Status website

nb web serves a small, read-only status website for glancing at backup health from a browser or phone — the same information as nb run, nb medium, nb report, and nb status, without shell access.

  1. What it is
  2. Read-only by design
  3. Pages
  4. Security
  5. Running it always-on
  6. Copy-deploy reloads (--reload)

What it is

nb web starts a small HTTP server that renders NBackup’s catalog, run history, and live progress as a mobile-friendly website. It is the browser view of the inspection commands you already know — an at-a-glance dashboard for when you don’t have a shell.

nb web                       # serve on :8080 (reachable on the LAN)
nb web --addr 127.0.0.1:8080 # loopback only, e.g. behind a reverse proxy / VPN

--addr sets the listen address (default :8080, i.e. 0.0.0.0:8080). Binding happens up front, so a port already in use is reported immediately rather than swallowed.

Read-only by design

The website never starts, prunes, relabels, or alters anything, and takes no lock, so it is safe to run continuously alongside a scheduled nb dump, nb sync, or nb prune. This is structural, not a promise: the server renders from a read-only view of the engine that exposes only reads, so no HTTP route has a verb reachable to mutate the catalog or touch a medium. Every route is a plain GET. It is a status page, not a management console.

Because it is only a reader, it also stays current without a restart: the writing commands run in their own processes and rewrite the catalog cache, and nb web re-reads that cache (and the run-history and live-progress files) when it changes on disk, so the browser always sees the latest state.

Pages

Page What it shows
Overview (/) Run count, total bytes, media summary, the last dump, and a banner while a run is in flight (auto-refreshing).
Runs (/runs, /runs/<id>) Every run newest-first with its copies; a run detail lists its archives and each copy’s medium/label.
DLEs (/dles, /dles/<slug>) One row per backup source, and a per-DLE archive timeline across runs.
Media (/media, /media/<name>) Capacity utilization per medium; a medium detail adds the full/incremental split, a growth projection, and a used-capacity-over-time chart — the browser view of nb medium <name>.
Drills (/drills) The recovery-drill coverage rollup and per-DLE ledger (what each DLE’s last drill tested, against which copy, how much it read, pass/fail), plus recent drill runs.
History (/report) The recent run history — the browser view of nb report.
Status (/status) The live run’s progress, auto-refreshing while a run is running.

Security

There is no authentication and no TLS. Expose it only on a trusted network — or bind it to 127.0.0.1 and front it with a reverse proxy or a VPN (e.g.

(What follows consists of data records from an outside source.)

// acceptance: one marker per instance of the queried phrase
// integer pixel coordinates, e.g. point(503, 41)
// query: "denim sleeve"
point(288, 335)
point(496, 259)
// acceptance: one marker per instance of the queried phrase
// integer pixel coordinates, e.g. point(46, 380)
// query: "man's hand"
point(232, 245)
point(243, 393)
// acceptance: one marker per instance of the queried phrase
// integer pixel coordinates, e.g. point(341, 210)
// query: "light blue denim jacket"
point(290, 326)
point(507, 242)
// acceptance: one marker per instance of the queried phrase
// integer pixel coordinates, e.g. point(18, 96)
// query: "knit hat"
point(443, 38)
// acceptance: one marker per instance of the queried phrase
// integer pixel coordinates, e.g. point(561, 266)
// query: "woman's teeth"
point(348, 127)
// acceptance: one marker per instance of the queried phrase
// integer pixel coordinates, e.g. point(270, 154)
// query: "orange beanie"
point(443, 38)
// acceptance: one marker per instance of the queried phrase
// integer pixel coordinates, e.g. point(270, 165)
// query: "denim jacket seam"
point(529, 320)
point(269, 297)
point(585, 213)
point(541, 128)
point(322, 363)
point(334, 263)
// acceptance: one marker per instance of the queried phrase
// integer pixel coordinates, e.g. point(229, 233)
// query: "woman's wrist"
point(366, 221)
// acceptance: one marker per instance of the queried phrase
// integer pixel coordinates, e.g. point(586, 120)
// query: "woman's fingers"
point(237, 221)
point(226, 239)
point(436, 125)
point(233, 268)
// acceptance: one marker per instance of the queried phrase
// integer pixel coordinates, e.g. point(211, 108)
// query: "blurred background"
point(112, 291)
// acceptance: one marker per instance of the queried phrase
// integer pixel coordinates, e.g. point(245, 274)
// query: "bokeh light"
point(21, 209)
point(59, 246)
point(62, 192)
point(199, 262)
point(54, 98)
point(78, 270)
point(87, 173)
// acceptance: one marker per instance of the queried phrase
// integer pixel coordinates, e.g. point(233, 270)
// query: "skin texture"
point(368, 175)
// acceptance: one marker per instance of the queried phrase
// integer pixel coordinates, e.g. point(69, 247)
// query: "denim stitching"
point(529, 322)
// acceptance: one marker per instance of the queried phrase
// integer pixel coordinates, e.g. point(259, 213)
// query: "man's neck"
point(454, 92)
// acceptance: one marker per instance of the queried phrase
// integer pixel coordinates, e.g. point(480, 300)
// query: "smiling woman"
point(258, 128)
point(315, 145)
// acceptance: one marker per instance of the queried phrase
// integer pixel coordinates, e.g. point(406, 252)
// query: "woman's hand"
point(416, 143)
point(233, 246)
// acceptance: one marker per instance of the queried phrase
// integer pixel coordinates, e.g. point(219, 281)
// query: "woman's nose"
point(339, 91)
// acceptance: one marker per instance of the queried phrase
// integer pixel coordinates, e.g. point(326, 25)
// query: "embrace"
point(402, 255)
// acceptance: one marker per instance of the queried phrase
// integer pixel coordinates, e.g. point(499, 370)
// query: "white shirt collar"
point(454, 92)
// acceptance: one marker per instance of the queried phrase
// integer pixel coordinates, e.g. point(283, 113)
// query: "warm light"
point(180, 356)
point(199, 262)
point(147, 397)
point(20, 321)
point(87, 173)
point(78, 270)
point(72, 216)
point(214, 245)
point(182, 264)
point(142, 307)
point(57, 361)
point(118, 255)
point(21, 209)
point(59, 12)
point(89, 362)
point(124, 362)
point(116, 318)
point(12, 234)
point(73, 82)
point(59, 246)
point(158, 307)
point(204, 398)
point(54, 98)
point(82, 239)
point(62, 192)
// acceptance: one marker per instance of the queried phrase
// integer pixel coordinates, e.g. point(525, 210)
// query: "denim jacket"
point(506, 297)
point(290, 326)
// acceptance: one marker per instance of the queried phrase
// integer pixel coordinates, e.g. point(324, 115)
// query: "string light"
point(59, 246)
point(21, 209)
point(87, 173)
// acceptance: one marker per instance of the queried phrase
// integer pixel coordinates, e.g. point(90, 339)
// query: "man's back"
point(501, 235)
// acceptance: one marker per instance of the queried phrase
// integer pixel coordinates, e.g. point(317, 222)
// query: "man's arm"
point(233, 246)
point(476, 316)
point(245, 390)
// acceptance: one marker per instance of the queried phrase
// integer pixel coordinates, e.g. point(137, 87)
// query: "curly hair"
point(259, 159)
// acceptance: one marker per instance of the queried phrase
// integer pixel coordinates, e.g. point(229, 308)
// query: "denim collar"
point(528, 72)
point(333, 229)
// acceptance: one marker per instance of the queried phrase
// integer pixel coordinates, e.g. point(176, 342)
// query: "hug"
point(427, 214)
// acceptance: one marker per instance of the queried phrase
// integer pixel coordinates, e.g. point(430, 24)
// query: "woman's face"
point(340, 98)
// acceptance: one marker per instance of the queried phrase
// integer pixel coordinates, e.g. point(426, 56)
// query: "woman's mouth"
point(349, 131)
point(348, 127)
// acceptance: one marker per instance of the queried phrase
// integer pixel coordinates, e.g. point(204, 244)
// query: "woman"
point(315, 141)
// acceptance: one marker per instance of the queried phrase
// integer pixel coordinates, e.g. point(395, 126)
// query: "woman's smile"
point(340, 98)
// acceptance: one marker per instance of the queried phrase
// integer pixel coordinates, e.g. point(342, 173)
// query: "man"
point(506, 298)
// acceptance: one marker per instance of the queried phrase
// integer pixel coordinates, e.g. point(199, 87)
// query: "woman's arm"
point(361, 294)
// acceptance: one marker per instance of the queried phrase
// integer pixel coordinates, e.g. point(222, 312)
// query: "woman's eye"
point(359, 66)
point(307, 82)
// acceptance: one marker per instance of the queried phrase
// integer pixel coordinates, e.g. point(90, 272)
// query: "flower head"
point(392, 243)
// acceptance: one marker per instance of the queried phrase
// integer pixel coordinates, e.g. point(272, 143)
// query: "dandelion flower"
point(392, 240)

Tailscale) for remote access.

Running it always-on

nb web runs in the foreground until you stop it (Ctrl-C). To keep the dashboard always-on, the .deb/.rpm packages ship an optional nb-web.service; enable it with:

systemctl enable --now nb-web

Backups themselves stay on cron — the service only serves the status pages.

Copy-deploy reloads (--reload)

--reload is a development convenience: the server watches its own executable and re-execs itself when the binary is replaced on disk, so you can iterate by copying a fresh nb over the old one. Use an atomic replace (install nb DEST, or cp nb DEST.new && mv DEST.new DEST) — not an in-place cp, which the kernel refuses with “text file busy” while the binary is running. It is off by default; leave it off in production.